Type B insulin resistance syndrome (TBIR) is a rare autoimmune disease caused by antibodies against the insulin receptor. It should be considered in patients with dysglycaemia and severe insulin resistance when other more common causes have been ruled out. We report a case of a 72-year-old male with a 4-year history of type 2 diabetes who presented with hypercatabolism, vitiligo, acanthosis nigricans, and hyperglycaemia resistant to massive doses of insulin (up to 1000 U/day). Detection of anti-insulin receptor antibodies confirmed TBIR. The patient received six pulses of methylprednisolone and daily treatment with cyclophosphamide for 6 months. Response to treatment was evident after the fourth pulse of methylprednisolone, as indicated by weight gain, decreased glycosylated haemoglobin and decreased requirement of exogenous insulin that was later discontinued due to episodes of hypoglycaemia. Remission was eventually achieved and the patient is currently asymptomatic, does not require insulin therapy, has normal glycaemia and is awaiting initiation of maintenance therapy with azathioprine. Thus, TBIR remitted without the use of rituximab. This case highlights the importance of diagnosis and treatment in a timely fashion, as well as the significance of clinical features, available laboratory findings and medication. Large controlled studies are required to standardise a therapeutic protocol, particularly in resource-constrained settings where access to rituximab is limited.

Learning points:

  • Type B insulin resistance syndrome is a rare autoimmune disorder that should be considered in patients with dysglycaemia, severe insulin resistance and a concomitant autoimmune disease.
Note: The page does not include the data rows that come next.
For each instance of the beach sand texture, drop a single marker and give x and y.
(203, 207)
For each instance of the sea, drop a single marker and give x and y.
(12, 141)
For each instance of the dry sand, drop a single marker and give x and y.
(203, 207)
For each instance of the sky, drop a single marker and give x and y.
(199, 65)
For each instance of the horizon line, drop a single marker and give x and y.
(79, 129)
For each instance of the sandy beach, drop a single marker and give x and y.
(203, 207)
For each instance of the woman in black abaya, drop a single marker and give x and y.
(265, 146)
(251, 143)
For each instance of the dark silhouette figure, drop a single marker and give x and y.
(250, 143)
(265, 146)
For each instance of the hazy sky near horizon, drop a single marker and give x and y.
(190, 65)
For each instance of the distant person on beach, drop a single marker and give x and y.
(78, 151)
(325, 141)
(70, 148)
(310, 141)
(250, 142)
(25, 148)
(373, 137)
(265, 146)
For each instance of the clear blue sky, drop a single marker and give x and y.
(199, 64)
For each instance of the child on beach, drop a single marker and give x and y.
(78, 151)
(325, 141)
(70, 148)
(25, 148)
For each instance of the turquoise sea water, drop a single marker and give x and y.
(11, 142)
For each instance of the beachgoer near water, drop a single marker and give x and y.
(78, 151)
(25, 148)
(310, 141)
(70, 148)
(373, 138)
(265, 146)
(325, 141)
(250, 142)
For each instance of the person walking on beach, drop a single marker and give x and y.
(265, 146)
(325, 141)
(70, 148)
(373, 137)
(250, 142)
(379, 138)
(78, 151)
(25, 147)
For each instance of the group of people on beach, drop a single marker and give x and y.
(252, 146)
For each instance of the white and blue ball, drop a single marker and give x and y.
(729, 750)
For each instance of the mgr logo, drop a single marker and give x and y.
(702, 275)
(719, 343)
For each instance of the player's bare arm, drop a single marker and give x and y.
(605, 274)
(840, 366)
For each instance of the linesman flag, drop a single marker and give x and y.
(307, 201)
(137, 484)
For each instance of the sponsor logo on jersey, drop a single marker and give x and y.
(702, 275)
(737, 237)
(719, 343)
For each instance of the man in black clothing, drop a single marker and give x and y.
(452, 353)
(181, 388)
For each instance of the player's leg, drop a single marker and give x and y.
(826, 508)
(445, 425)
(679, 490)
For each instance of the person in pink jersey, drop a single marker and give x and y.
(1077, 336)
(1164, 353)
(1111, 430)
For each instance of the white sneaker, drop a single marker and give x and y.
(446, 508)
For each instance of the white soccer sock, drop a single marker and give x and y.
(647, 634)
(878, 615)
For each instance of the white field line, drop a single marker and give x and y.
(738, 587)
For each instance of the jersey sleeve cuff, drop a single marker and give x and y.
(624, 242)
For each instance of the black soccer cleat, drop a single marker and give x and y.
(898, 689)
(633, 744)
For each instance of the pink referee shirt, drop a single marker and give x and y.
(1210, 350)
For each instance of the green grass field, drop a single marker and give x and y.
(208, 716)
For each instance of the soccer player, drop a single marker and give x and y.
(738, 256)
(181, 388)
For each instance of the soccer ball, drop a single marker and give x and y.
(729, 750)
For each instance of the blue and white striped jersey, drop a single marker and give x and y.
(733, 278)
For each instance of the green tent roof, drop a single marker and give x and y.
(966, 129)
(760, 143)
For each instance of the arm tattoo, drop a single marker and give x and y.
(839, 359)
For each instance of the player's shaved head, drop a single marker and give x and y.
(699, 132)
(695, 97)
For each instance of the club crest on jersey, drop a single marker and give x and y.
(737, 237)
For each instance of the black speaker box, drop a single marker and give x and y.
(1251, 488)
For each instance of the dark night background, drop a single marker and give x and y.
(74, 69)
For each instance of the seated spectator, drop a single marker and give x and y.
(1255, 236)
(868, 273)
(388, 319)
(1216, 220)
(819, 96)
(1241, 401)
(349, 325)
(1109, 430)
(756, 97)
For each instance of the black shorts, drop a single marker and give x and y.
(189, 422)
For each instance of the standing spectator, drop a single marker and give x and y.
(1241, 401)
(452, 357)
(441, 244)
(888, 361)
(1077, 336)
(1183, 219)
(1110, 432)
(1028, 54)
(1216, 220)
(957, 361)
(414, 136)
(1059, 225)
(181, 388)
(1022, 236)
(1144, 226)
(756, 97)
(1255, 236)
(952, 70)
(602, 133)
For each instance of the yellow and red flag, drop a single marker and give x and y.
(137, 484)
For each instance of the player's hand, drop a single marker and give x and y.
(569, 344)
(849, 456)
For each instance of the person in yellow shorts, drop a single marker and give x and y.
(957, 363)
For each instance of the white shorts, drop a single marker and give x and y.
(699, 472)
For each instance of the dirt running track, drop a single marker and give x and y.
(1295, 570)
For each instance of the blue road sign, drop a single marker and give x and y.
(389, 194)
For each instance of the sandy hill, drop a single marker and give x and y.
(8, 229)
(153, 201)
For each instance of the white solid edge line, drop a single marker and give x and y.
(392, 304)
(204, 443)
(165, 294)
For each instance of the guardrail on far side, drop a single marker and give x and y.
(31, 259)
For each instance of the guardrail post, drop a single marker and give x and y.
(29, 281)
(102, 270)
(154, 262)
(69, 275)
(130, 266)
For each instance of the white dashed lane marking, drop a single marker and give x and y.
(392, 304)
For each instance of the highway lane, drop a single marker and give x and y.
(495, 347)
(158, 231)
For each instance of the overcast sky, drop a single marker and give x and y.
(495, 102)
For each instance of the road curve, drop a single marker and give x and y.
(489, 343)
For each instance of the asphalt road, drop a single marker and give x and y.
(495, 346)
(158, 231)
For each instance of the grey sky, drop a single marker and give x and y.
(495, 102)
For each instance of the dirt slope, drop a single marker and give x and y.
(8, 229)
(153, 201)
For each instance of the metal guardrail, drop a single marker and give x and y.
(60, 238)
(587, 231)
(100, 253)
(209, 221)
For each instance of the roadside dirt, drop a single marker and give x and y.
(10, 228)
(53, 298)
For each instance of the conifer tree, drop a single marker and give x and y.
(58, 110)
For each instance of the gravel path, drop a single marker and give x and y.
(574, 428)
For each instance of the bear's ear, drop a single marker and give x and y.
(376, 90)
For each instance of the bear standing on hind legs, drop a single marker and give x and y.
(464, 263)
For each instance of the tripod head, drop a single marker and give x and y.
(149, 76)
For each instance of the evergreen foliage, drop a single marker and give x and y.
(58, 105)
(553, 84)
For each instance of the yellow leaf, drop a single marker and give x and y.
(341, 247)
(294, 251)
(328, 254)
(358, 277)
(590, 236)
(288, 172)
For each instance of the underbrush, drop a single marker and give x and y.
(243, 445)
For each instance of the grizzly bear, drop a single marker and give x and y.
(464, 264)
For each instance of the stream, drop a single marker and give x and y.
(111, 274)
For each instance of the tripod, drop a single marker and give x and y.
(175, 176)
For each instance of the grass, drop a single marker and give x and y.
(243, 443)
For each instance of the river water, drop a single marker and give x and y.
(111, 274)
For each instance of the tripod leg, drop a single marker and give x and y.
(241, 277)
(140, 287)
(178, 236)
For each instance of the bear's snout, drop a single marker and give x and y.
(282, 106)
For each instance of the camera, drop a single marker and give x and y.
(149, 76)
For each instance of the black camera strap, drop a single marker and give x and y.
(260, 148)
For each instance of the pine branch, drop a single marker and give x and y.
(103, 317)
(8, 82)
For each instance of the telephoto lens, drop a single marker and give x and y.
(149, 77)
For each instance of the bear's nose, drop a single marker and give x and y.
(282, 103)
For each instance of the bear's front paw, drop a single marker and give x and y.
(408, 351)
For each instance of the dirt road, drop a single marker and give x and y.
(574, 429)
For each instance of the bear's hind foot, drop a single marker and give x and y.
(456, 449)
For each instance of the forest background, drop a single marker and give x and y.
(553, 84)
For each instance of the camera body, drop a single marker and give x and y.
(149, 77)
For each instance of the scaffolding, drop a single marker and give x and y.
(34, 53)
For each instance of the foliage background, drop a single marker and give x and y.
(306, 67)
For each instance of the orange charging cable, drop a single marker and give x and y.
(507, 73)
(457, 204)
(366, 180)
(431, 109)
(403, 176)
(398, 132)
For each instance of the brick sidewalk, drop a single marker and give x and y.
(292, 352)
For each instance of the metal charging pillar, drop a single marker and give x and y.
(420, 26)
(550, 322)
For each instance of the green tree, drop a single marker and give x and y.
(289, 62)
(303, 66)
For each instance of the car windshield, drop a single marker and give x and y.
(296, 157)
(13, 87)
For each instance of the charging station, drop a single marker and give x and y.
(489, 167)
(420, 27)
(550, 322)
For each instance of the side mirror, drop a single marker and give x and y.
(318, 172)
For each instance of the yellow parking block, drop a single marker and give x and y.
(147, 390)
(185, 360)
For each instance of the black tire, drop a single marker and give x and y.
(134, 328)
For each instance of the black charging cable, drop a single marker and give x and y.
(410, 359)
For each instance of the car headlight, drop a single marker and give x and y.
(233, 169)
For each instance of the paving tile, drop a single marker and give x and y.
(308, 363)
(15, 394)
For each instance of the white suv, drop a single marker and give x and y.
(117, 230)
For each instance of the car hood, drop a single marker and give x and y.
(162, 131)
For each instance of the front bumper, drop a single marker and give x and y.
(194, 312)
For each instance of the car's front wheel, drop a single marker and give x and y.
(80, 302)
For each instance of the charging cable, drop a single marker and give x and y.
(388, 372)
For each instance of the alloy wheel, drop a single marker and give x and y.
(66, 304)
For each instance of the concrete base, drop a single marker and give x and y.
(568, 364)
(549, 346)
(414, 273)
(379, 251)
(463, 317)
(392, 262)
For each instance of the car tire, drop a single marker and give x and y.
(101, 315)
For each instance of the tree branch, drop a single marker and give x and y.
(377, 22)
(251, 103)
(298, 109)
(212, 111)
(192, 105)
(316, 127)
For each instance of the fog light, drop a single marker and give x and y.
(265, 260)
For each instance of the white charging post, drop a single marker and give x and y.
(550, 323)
  • Serological confirmation of antibodies against the insulin receptor is not necessary in all cases due to the high associated mortality without timely treatment.

  • Although there is no standardised immunosuppressive treatment, a protocol containing rituximab, cyclophosphamide and steroids has shown a significant reduction in previously reported mortality rates.

  • The present case, reports successful remission in an atypical patient using cyclophosphamide and methylprednisolone, which is an effective therapy in countries in which rituximab is not covered by health insurance.

  • When there is improvement in the hypercatabolic phase, the insulin dose should be reduced and/or discontinued to prevent hypoglycaemia; a mild postprandial hyperglycaemic state should be acceptable.